Princeton University
COS 217: Introduction to Programming Systems

Assignment 6: Buffer Overrun

Attack a program by exploiting a buffer overrun vulnerability.

Purpose

The purpose of this assignment is to help you learn (1) how programs are represented in machine code, (2) how stack frames are laid out in memory, and (3) how programs can be vulnerable to buffer-overrun attacks.

Background

We will provide you a program, both source code (hello.c) and executable binary code (hello).

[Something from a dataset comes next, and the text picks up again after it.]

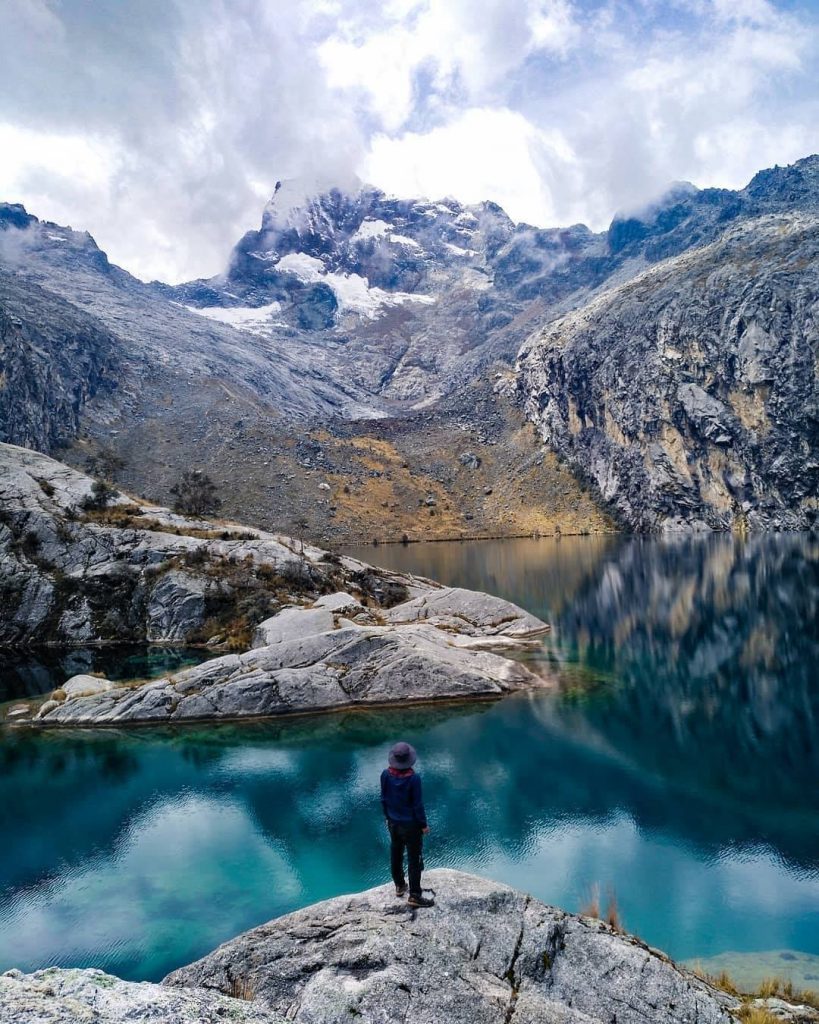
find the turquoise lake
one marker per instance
(676, 766)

The file hello was produced from hello.c using the gcc command with the -O option. 

The program asks you your name, and prints out something like this (where the user input and program output are indicated by fonts style):

% hello
What is your name?
Bob
Thank you, Bob.
I recommend that you get a grade of D on this assignment.

However, the author of the program has inexplicably forgotten to do bounds-checking on the array into which it reads the input, and therefore it is vulnerable to attack.

Your Task

Your job is to provide input "data" to this program so that it prints something more like this:

% hello < data
What is your name?
Thank you, Bob.
I recommend that you get a grade of A on this assignment.

As you can see from reading the program, it is not designed to give anyone an A under any circumstances. However, it is programmed sloppily: it reads the input into a buffer, but forgets to check whether the input fits. This means that a too-long input can overwrite other important memory, and you can trick the program into giving you an A.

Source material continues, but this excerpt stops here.